È proprio l'acutezza lancinante di questo niente, l'inesorabilità del vuoto vissuto da queste tredicenni, il tasto su cui batte Bella Bathurst, trentacinquenne londinese, in questo suo romanzo d'esordio: l'insensatezza delle cose per come appaiono loro, la fatica di attraversare quell'età di mezzo in cui nulla del mondo che sta intorno appare comprensibile, meno che mai la sofferenza. Anche se ancora non delineate, ammantate di ingenuità, le aspettative di queste ragazze - che come tutte le loro coetanee si sentono "speciali" - sono tante e ispirano a tratti tenerezza, ma tutto pare risolversi in tradimenti, in crudeltà gratuita, in spietatezza. Gli adulti, genitori o insegnanti che siano, sono percepiti come assenti o come figure persecutorie, l'altro sesso è un universo agognato ma spesso deludente, espressione di una violenza diversa dalla propria e perciò inintelligibile, il gruppo in sé non genera solidarietà: anche le femmine fanno branco, con regole e codici di comportamento non meno rigidi e vincolanti di quelli dei maschi.
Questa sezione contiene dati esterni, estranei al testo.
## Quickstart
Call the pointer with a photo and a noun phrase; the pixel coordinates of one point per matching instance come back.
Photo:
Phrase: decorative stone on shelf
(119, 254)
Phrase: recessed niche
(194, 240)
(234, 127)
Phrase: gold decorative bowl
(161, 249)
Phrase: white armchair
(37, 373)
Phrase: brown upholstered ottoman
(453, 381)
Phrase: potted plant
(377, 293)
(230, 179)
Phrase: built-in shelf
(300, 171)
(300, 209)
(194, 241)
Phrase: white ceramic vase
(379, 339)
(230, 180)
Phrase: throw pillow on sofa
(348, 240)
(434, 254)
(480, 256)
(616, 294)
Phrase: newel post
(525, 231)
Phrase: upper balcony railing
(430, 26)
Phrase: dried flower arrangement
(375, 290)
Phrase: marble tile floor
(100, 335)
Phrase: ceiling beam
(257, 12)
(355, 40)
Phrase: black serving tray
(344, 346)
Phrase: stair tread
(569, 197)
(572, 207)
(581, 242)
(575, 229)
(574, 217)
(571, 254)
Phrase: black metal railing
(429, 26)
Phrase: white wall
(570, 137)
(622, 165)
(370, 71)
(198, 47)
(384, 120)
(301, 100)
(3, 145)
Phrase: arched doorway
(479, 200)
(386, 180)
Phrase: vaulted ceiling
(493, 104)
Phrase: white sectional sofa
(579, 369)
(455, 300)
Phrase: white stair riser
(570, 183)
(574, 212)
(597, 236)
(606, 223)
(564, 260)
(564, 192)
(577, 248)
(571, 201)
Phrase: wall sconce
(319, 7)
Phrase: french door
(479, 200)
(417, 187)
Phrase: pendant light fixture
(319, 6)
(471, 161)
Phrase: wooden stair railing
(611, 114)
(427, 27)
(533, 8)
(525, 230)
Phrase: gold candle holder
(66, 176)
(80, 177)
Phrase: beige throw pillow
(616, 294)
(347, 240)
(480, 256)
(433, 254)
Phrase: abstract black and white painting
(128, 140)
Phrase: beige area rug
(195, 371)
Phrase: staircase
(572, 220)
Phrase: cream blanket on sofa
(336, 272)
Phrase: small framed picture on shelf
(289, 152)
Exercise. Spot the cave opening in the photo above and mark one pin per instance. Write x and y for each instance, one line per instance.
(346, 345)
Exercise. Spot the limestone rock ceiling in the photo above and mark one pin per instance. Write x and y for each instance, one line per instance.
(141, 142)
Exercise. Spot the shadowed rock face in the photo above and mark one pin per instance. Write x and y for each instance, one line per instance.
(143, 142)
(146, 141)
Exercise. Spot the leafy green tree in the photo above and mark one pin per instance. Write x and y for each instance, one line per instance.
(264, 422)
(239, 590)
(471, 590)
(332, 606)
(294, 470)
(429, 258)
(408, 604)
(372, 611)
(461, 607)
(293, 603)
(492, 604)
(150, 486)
Il quadro in cui si svolge l'intera azione è il "Castello", un cupo edificio vittoriano, a suo tempo costruito come manicomio, poi trasformato in residenza multiuso. Le ragazzine frequentano un college, e le insegnanti le portano in quel luogo, simbolicamente e nei fatti molto esplicito, a trascorrere un ritiro estivo, all'insegna di un'esasperante attività sportiva: ci sono tutti gli ingredienti della scuola come istituzione totale. Le protagoniste non sono di estrazione proletaria, tutt'altro, provengono da famiglie della middle class, mediamente disastrate. Oltre a Hen, il personaggio più travagliato, anoressica e autolesionista, dal gruppo si stagliano alcuni altri caratteri: Caz, la più bella e invidiata, il personaggio più indecifrabile nel suo sadismo, Jules, disposta a tutto pur di farsi benvolere dalla capobranco Caz, Izzy, grassa e fragile di salute, oggetto di derisione e scherzi atroci, Ali, la più distaccata, che riesce nel finale in un'improbabile fuga, e altre figure di contorno. Il linguaggio di Bathurst entra nei personaggi senza manierismi mimetici né facili slang generazionali, restituisce i vissuti con un notevole equilibrio di asciuttezza e profondità.
Una storia durissima, non per la sua eccezionalità, ma per la sua universalità. Parafrasando il titolo di un romanzo di Simona Vinci, qui eccellente traduttrice, un'idea si coagula a lettura terminata: "delle adolescenti non si sa niente".